Questo re si sarebbe accontentato di molto poco, del modesto interesse dato dalla banca. Sembra quasi che Gesù ci suggerisca: se proprio non riuscite a fare voi direttamente qualcosa di buono almeno date una mano a chi lo sa fare. Potrebbe essere una risposta alla obiezione che spesso noi - magari in buona fede - poniamo: «Che ci posso fare io se nel mondo ci sono così tanti drammi? mica siamo tutti missionari!», come don Abbondio: «il coraggio uno non se lo può dare». E` vero, sembra dire questo re, ma possiamo almeno trovare il modo di favorire chi è capace di operare, mostrando di non disprezzare il dono ricevuto. L'importante è l'impegno, l'intenzione. L'amore non può restare stazionario: chi non investe la sua vita in amore perde tutto. Chi ha amore invece cresce continuamente. Ecco perché chi ha già dieci mine ne riceve ancora.
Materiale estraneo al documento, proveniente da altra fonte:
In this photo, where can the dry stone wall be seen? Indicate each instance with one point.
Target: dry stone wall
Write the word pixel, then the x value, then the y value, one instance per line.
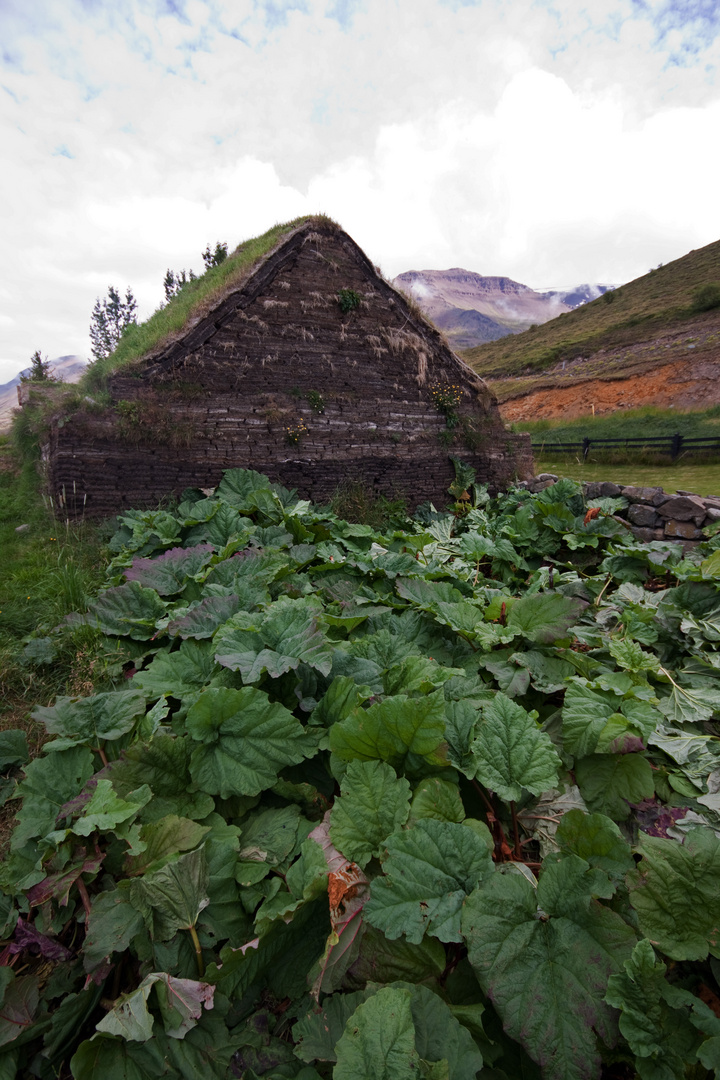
pixel 279 378
pixel 651 513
Come sempre, la parabola - Parola di Dio - è stata raccontata per noi, chiamati a identificarci con il servo che non investe la sua mina. Noi tendiamo a costruirci una religione di "brave persone" e custodiamo accuratamente la nostra vita nelle norme e nelle regole e mormorando contro Dio che va verso i peccatori. Il finale mostra ancora il doppio binario su cui si muove questa parabola: il re severo e cattivo uccide coloro che l'avevano osteggiato (come storicamente fece Archelao) e Gesù, invece, prosegue il suo viaggio verso Gerusalemme dove sacrificherà la sua vita per i malfattori: la mina che Dio ha consegnato a Gesù, misericordioso come il Padre, ha fruttato moltissimo, la salvezza del mondo. E` questa una ulteriore lettura (cristologica) di questa parabola.
[1] 2Pietro 3,9: Il Signore non ritarda nel compiere la sua promessa, anche se alcuni parlano di lentezza. Egli invece è magnanimo con voi, perché non vuole che alcuno si perda, ma che tutti abbiano modo di pentirsi.